Best interest decisions

  • In many cases, a best interests decision will be sufficient to provide the necessary care and treatment for a person who lacks the capacity to consent to the care and/or treatment arrangements during this emergency period.
  • If an individual has made a valid and applicable advance decision to refuse the treatment in question, then the relevant treatment, even for Covid-19, cannot be provided.

Delivering life-saving treatment

  • Where life-saving treatment is being provided in care homes or hospitals, including for the treatment of Covid-19, then the person will not be deprived of liberty as long as the treatment is the same as would normally be given to any person without a mental disorder.
  • The DoLS will therefore not apply to the vast majority of patients who need life-saving treatment who lack the mental capacity to consent to that treatment, including treatment to prevent the deterioration of a person with Covid-19.

The full guidance can be found here.

What do we need to do?

Privacy policy – You must make sure the relevant privacy policies deal with how you will process Covid-19 data. You should have an employee privacy policy and this may already deal with health data (if it doesn’t, it should). You might also need to look at privacy policies for customers, visitors and suppliers. This ensures that processing is lawful, fair and transparent.

Lawful processing conditions – You will need to consider which processing conditions you are relying on (remembering that you need both an Article 6 condition and an Article 9 condition – this is the part of the GDPR which deals with special category data). As a lot of the data you collect will be about employees, you can’t use consent so you will have to find another lawful reason under GDPR which allows you to process the data.

Appropriate policy document – When you are considering your Article 9 processing conditions, remember you must also have an “appropriate policy document” in place.

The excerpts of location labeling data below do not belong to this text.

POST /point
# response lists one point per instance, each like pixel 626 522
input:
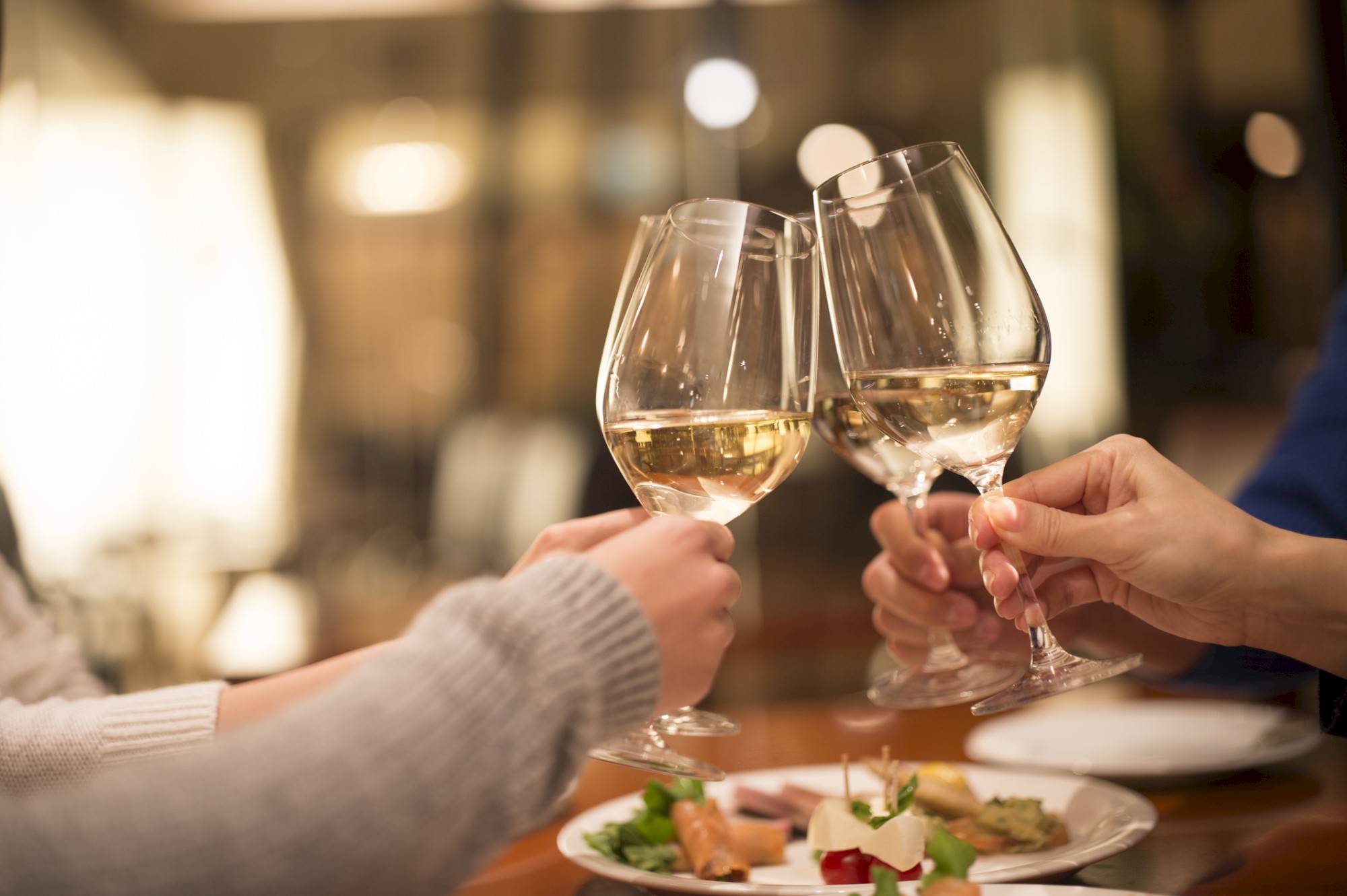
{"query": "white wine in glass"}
pixel 948 676
pixel 945 343
pixel 688 720
pixel 707 388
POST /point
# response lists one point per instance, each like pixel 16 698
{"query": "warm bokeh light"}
pixel 405 178
pixel 266 627
pixel 1053 176
pixel 829 149
pixel 296 9
pixel 149 346
pixel 721 93
pixel 1274 144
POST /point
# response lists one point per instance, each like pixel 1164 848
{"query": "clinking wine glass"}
pixel 949 676
pixel 945 343
pixel 686 720
pixel 707 388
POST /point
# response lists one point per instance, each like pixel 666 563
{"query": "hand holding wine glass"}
pixel 707 386
pixel 944 341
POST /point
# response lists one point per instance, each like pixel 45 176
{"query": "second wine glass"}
pixel 949 676
pixel 945 343
pixel 686 720
pixel 707 390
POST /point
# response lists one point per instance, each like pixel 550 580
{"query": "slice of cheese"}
pixel 834 828
pixel 900 841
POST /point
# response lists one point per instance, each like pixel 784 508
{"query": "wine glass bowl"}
pixel 948 676
pixel 707 389
pixel 944 341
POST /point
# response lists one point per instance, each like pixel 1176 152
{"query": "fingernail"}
pixel 961 617
pixel 933 575
pixel 1003 513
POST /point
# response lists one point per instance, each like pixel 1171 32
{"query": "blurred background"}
pixel 302 300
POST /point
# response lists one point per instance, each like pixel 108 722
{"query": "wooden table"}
pixel 1268 832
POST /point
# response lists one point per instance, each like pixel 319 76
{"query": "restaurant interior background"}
pixel 302 300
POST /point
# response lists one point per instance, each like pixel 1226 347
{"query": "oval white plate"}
pixel 1104 820
pixel 1146 738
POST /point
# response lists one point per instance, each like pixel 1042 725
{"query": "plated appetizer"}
pixel 926 824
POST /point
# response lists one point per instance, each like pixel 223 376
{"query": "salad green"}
pixel 952 856
pixel 647 840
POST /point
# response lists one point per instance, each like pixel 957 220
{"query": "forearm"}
pixel 254 700
pixel 403 777
pixel 1295 599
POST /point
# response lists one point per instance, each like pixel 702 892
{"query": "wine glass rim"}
pixel 810 237
pixel 833 183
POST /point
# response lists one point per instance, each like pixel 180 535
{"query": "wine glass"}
pixel 707 392
pixel 949 676
pixel 686 720
pixel 945 343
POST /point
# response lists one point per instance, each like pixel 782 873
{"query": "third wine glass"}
pixel 945 342
pixel 949 676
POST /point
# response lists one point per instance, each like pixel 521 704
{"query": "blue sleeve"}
pixel 1302 486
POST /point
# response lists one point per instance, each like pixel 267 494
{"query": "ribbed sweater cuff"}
pixel 160 722
pixel 589 634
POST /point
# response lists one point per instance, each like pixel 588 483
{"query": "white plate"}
pixel 1146 738
pixel 1103 819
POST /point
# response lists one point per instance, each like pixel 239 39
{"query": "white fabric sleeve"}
pixel 36 661
pixel 59 742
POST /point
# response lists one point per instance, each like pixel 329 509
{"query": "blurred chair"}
pixel 10 543
pixel 500 479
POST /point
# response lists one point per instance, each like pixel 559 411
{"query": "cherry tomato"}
pixel 844 867
pixel 855 867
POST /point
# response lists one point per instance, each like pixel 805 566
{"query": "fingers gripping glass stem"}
pixel 1051 668
pixel 948 676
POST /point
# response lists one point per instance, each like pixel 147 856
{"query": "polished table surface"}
pixel 1268 832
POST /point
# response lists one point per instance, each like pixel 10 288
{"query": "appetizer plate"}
pixel 1103 819
pixel 1147 739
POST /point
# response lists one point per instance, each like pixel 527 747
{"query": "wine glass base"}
pixel 639 751
pixel 984 675
pixel 697 723
pixel 1051 680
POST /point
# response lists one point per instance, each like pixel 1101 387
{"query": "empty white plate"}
pixel 1146 738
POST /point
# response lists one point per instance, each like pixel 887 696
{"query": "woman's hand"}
pixel 678 571
pixel 931 582
pixel 577 536
pixel 1156 543
pixel 926 582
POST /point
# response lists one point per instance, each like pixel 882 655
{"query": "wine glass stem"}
pixel 1045 652
pixel 944 654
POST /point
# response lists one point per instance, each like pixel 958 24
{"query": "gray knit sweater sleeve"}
pixel 403 778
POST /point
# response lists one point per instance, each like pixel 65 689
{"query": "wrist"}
pixel 1295 607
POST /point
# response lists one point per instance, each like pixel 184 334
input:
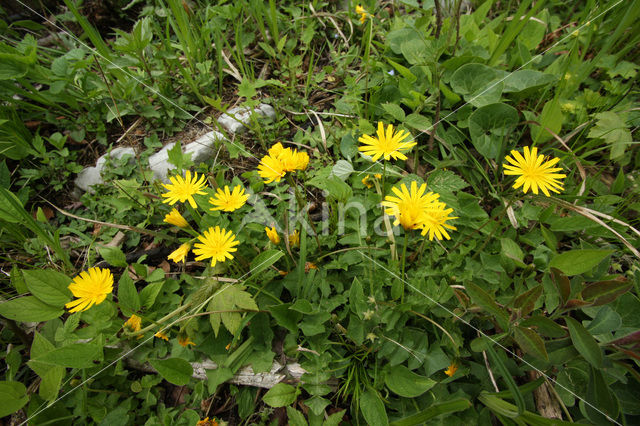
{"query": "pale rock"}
pixel 243 116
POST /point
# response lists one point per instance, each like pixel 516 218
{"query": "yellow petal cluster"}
pixel 281 160
pixel 534 172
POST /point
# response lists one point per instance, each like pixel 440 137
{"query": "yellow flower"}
pixel 134 323
pixel 534 172
pixel 175 218
pixel 434 221
pixel 91 288
pixel 216 243
pixel 185 341
pixel 271 169
pixel 184 189
pixel 362 12
pixel 387 144
pixel 162 336
pixel 451 369
pixel 180 254
pixel 409 207
pixel 229 201
pixel 272 233
pixel 294 239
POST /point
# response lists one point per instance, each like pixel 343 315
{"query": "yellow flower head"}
pixel 162 336
pixel 434 221
pixel 175 218
pixel 216 243
pixel 184 189
pixel 409 207
pixel 362 12
pixel 534 172
pixel 185 341
pixel 271 169
pixel 91 288
pixel 294 239
pixel 451 369
pixel 229 201
pixel 366 181
pixel 387 144
pixel 134 323
pixel 272 233
pixel 180 254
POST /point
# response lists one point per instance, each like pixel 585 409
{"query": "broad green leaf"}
pixel 75 355
pixel 173 370
pixel 484 300
pixel 584 342
pixel 51 287
pixel 405 382
pixel 114 256
pixel 29 309
pixel 577 262
pixel 448 407
pixel 489 125
pixel 127 294
pixel 373 409
pixel 13 396
pixel 530 342
pixel 280 395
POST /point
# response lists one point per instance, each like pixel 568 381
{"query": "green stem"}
pixel 404 258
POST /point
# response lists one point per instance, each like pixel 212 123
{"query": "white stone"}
pixel 159 163
pixel 242 116
pixel 203 148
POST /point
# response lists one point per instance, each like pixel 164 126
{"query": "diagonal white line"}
pixel 459 318
pixel 162 327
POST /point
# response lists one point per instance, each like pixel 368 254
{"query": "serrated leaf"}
pixel 51 287
pixel 280 395
pixel 173 370
pixel 404 382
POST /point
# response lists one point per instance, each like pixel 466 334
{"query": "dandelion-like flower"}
pixel 534 172
pixel 229 201
pixel 451 369
pixel 362 12
pixel 387 144
pixel 216 243
pixel 294 239
pixel 434 221
pixel 161 335
pixel 175 218
pixel 272 233
pixel 180 254
pixel 409 206
pixel 185 341
pixel 91 288
pixel 183 189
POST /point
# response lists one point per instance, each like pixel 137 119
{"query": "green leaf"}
pixel 576 262
pixel 127 294
pixel 489 125
pixel 280 395
pixel 114 256
pixel 29 309
pixel 372 408
pixel 51 287
pixel 173 370
pixel 484 300
pixel 584 342
pixel 405 382
pixel 265 260
pixel 75 355
pixel 13 396
pixel 453 406
pixel 530 342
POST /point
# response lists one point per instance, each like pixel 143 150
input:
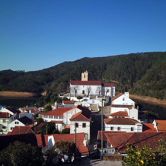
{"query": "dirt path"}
pixel 16 94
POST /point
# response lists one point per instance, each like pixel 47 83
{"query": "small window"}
pixel 84 125
pixel 112 128
pixel 76 125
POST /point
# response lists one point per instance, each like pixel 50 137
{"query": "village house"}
pixel 81 122
pixel 85 87
pixel 76 118
pixel 119 141
pixel 122 102
pixel 159 125
pixel 48 141
pixel 60 116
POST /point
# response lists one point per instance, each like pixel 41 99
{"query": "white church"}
pixel 85 87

Processing record – Finally make sure your processing record is up to date with information on what data you collect and use.

Who is responsible for arranging the remote hearing in COP matters?

Where one or more of the parties is represented, responsibility for making the arrangements for the remote hearing will fall on either the applicant or the first represented party. If no party is legally represented, the court office will contact the parties to explain that the hearing will be held by telephone conference and will send them instructions on how this is to be achieved.

All remote hearings must be recorded. The responsibility for arranging the recording will be addressed on a case by case basis.